[GH-ISSUE #18596] refactor: replace requests with Firecrawl API in search_firecrawl function and update Firecrawl version in requirements #18647

Closed
opened 2026-04-20 00:51:28 -05:00 by GiteaMirror · 1 comment
Owner

Originally created by @wei840222 on GitHub (Oct 24, 2025).
Original GitHub issue: https://github.com/open-webui/open-webui/issues/18596

Check Existing Issues

  • I have searched all existing open AND closed issues and discussions for similar requests. I have found none that is comparable to my request.

Although not exactly the same, this reconstruction can solve the problem mentioned in this discussion.
https://github.com/open-webui/open-webui/discussions/17814

Problem Description

The current implementation for interacting with the Firecrawl service in search_firecrawl and SafeFireCrawlLoader is not optimal. It uses the requests library to manually make API calls and processes URLs sequentially when scraping. This approach is less efficient and requires more boilerplate code than using the features available in the official firecrawl-py library.

Desired Solution you'd like

I propose to refactor the existing code to fully leverage the firecrawl-py [1] library. The desired changes are:

Replace the manual requests.post call in search_firecrawl with the library's native firecrawl.search method.
Update SafeFireCrawlLoader to use the firecrawl.batch_scrape[2] method for both synchronous and asynchronous loading. This will process multiple URLs in a single, more efficient batch operation.
Update the firecrawl-py dependency in requirements.txt from version 1.12.0 to 4.5.0 to support these new features.
This will result in cleaner, more maintainable code and improved performance for web retrieval tasks.
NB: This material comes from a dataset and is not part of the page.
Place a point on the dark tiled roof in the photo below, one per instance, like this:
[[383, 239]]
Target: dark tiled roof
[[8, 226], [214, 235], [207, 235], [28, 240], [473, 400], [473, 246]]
Example implementation: 32c7673eee

[1] https://docs.firecrawl.dev/sdks/python
[2] https://docs.firecrawl.dev/sdks/python#batch-scrape

Alternatives Considered

The alternative is to maintain the current implementation. However, this would mean missing out on the performance benefits of batch scraping and continuing to maintain manual HTTP request logic, which is less robust and more complex than using the official library's abstractions.

Additional Context

This is a technical refactoring aimed at improving code quality and performance. The changes primarily affect firecrawl.py and utils.py. This refactoring aligns with best practices by using the official client library for interacting with the Firecrawl API.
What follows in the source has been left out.